Padrões Avançados e Boas Práticas
Injeção de Dependência
Em aplicações reais, seus resolvers precisam acessar banco de dados, cache, APIs externas, etc. Use injeção de dependência através do Resolver raiz:
// graph/resolver.go
package graph
import (
"database/sql"
"log"
)
type Resolver struct {
db *sql.DB
log *log.Logger
}
func NewResolver(db *sql.DB, logger *log.Logger) *Resolver {
return &Resolver{
db: db,
log: logger,
}
}
Agora seus resolvers podem acessar r.db e r.log. No server.go:
func main() {
// ... setup db
resolver := graph.NewResolver(db, log.New(os.Stdout, "", log.LstdFlags))
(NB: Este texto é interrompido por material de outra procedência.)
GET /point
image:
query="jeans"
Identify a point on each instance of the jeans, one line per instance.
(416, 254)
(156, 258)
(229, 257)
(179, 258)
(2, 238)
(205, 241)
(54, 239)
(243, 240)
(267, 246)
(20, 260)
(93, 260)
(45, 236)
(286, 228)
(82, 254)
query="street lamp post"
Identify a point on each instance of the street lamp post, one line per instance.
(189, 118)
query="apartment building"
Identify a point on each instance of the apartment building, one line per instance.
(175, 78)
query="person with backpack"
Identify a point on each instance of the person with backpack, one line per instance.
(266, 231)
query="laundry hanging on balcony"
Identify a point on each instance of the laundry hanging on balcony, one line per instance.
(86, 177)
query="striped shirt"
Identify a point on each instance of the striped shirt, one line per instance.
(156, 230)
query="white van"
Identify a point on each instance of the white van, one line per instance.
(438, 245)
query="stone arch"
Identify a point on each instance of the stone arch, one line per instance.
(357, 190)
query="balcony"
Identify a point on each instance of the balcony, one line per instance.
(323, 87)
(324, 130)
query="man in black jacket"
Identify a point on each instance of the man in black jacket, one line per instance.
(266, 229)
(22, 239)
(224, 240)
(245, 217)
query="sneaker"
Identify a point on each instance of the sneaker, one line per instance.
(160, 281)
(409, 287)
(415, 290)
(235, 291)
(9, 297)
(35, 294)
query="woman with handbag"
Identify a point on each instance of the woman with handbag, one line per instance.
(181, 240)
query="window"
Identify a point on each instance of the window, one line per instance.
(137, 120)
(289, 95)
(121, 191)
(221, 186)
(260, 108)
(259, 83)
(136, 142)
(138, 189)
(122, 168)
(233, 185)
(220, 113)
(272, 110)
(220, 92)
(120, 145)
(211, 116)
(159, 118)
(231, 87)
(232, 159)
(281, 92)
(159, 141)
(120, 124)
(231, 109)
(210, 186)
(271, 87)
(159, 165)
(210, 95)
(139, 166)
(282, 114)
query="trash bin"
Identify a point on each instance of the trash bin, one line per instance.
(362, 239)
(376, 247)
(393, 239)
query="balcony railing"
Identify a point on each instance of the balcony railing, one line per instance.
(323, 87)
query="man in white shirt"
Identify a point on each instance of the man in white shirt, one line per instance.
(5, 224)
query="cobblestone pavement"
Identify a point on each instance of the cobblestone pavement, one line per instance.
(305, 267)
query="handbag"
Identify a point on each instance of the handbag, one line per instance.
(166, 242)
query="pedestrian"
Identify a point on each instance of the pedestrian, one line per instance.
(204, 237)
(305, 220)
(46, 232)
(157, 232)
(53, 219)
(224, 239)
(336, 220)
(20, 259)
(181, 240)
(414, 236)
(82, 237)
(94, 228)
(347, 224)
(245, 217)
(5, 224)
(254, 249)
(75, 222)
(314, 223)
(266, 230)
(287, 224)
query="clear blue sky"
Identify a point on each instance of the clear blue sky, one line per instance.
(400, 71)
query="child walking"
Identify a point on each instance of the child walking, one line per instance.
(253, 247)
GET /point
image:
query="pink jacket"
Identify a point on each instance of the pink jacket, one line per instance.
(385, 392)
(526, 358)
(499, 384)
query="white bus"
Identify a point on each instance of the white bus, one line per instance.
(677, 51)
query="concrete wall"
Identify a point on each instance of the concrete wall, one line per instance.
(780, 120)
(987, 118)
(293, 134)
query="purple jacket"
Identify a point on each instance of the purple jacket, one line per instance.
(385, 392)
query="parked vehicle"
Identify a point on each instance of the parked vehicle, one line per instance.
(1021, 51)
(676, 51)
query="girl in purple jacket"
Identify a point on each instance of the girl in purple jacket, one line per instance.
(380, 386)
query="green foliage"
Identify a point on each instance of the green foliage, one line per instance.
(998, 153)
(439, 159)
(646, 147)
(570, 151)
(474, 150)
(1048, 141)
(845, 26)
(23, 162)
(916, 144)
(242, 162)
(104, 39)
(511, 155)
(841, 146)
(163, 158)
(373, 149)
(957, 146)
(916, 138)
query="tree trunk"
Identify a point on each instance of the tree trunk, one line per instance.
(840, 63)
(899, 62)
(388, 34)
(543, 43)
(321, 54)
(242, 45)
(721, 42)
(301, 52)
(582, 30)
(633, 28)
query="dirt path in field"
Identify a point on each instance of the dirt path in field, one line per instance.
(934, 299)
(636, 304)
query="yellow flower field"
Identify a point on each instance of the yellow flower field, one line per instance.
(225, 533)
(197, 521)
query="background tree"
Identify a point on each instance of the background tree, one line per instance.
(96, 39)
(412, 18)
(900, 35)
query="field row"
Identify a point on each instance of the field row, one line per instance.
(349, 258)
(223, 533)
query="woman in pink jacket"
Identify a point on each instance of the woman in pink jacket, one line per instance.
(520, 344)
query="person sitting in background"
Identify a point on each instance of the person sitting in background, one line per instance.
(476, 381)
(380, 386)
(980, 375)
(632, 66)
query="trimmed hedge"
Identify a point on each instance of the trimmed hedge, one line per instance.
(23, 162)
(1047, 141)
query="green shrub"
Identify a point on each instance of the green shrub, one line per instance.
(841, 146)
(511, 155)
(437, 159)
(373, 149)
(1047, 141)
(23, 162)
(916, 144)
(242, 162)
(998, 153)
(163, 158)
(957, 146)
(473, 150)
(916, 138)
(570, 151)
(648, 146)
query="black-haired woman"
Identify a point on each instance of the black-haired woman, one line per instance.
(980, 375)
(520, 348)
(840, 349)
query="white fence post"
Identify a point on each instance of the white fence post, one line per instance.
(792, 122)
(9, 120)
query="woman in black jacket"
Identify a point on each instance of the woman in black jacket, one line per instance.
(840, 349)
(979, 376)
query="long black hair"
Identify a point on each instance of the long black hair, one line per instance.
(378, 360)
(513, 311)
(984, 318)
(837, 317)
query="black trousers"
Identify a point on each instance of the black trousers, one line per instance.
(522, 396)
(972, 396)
srv := handler.NewDefaultServer(generated.NewExecutableSchema(generated.Config{
Resolvers: resolver,
}))
// ...
}
DataLoader para Evitar N+1 Queries
Um problema comum: quando você resolve User.posts para múltiplos usuários, executa uma query por usuário (problema N+1). DataLoader agrupa requisições:
Instale: go get github.com/graph-gophers/dataloader/v7
import "github.com/graph-gophers/dataloader/v7"
type loaders struct {
postsByAuthorID *dataloader.Loader
}
// Criar loader na inicialização
func NewLoaders(db *sql.DB) *loaders {
return &loaders{
postsByAuthorID: dataloader.NewBatchedLoader(
func(ctx context.Context, ids []string) []*dataloader.Result {
// Buscar todos os posts destes autores em uma única query
results := make([]*dataloader.Result, len(ids))
// ... implementar lógica batch
return results
},
),
}
}
Use no resolver:
func (r *userResolver) Posts(ctx context.Context, obj *model.User) ([]*model.Post, error) {
// Usar loader em vez de query individual
return r.postsByAuthorIDLoader.Load(ctx, obj.ID)
}
Middleware para Logging, Autenticação e Rate Limiting
O gqlgen permite adicionar middleware no handler:
srv := handler.NewDefaultServer(schema)
// Middleware de logging
srv.Use(&logging.Middleware{})
// Middleware de autenticação
srv.Use(&auth.Middleware{})
// Middleware de rate limiting
srv.Use(&ratelimit.Middleware{})
Você pode implementar estes middlewares usando a interface graphql.OperationMiddleware ou graphql.ResponseMiddleware fornecida pelo gqlgen.
Conclusão
Você aprendeu como utilizar o gqlgen para construir APIs GraphQL tipadas e robustas em Go seguindo a abordagem schema-first. Primeiro, você define o contrato da API no schema GraphQL, o que fornece clareza e documentação automática. Segundo, o gqlgen gera código tipo-seguro baseado no schema, eliminando classes inteiras de erros de tipo e mantendo cliente e servidor sincronizados. Terceiro, implementar resolvers é direto porque cada função tem uma assinatura bem-definida, parâmetros explícitos e retornos seguindo padrões Go idiomáticos — você sabe exatamente o que implementar e o resultado é código limpo, testável e manutenível.